Project Outcomes Report


This Project Outcomes Report for the General Public is displayed verbatim as submitted by the Principal Investigator (PI) for this award. Any opinions, findings, and conclusions or recommendations expressed in this Report are those of the PI and do not necessarily reflect the views of the National Science Foundation; NSF has not approved or endorsed its content.

The prosperity of software-as-a-service (SaaS) comes with new security challenges.  Different from their desktop counterparts, the web application delivered through the SaaS infrastructure is a two-part program, with its components deployed both in the browser and in the web server.  The interactions between these two components inevitably discloses the internal states of the program to the network eavesdropper, through various “side channels” of the communication, such as packet lengths and the timing of interactions, even when the communication is entirely encrypted.   Further complicating the situation is the recent popularity of smartphone and tablet techniques, with millions of mobile applications (app for short) already on the market, most of which are essentially web applications with their client-side components directly running on various mobile devices.   Not only are those apps equally vulnerable to the network side-channel attack, just like their corresponding browser-side counterparts,  but they are also subject to the risks of information leaks through mobile operating systems (OS),  including each app’s mobile data, CPU and memory usages and more, which has all been made public to even untrusted apps running on the same devices.

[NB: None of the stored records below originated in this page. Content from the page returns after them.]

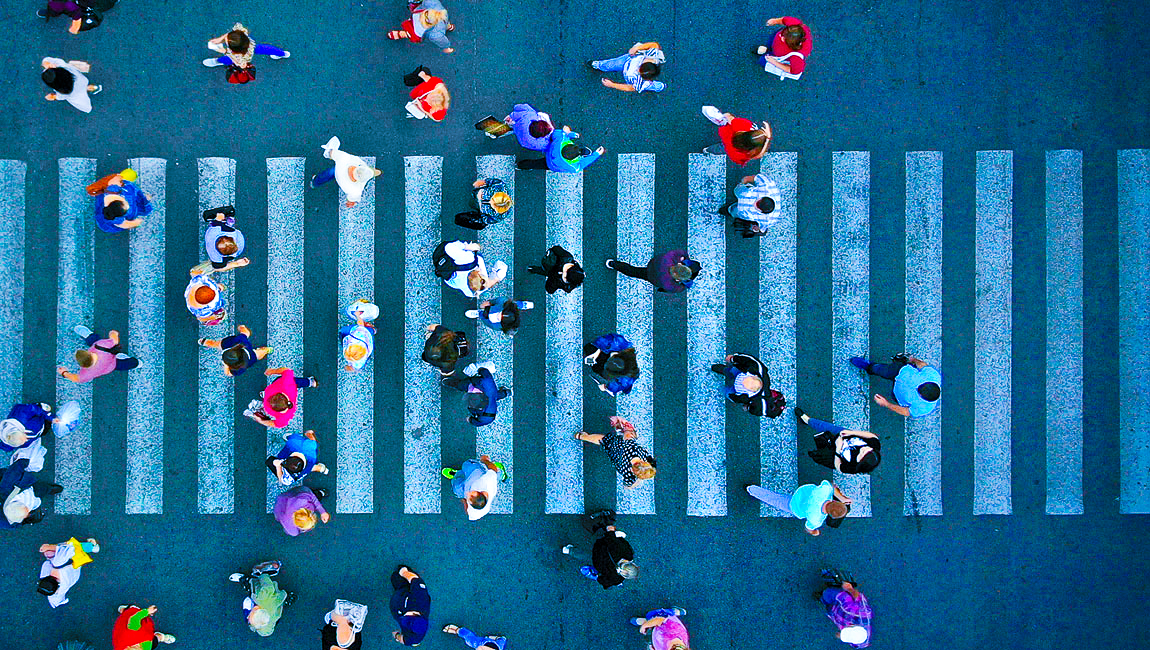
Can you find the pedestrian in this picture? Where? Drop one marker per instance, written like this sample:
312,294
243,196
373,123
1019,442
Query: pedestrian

Intellectual Merits. In this project, we performed a series of in-depth security analyses under different SaaS computing scenarios, on emerging mobile apps as well as conventional browser-based web applications.  Our studies have brought to light the scope and the magnitude of this new security risk (side channel leaks in SaaS):  a number of popular web applications are found to disclose highly sensitive user data, such as one's family income, health profile, investments and more through the patterns of their traffic; mobile computing devices expose the types of the applications they are running and their users’ activities through encrypted Wi-Fi packet sequences;  also high-profile mobile apps and even the mobile OS itself can be monitored by a malicious app without any permission to figure out the mobile user’s location, identity, driving routes and health and financial information, using such apparently innocent information as the BSSIDs of Wi-Fi access points,  mobile data usages,  CPU uses and the status of the speaker (on or off).   Further, the presence of such side-channel leaks enables the adversary to conduct reconnaissance on the states of the target OS or applications, which makes possible a wide range of attacks, from inferring the content of encrypted data on the cloud to taping the victim’s phone conversation and stealing her medical data from mobile healthcare accessories.   Examples of such information leaks are made available through video demos (


To mitigate those security risks, we developed a suite of new techniques for different computing platforms.   For conventional web applications, our automatic program analyzer, called “Sidebuster”, was designed to statically evaluate the source code of the program, identifying the potential program locations of side channels.  Then, a dynamic analysis is performed to quantify the amount of the information that can be exposed through the channels.  This helps the developer to analyze her programs and fix the potential weaknesses within the code during the application development stage.   In a mobile computing environment, we propose a new demultiplexing technique that decomposes a Wi-Fi communication flow into a set of streams, each mimicking the opera...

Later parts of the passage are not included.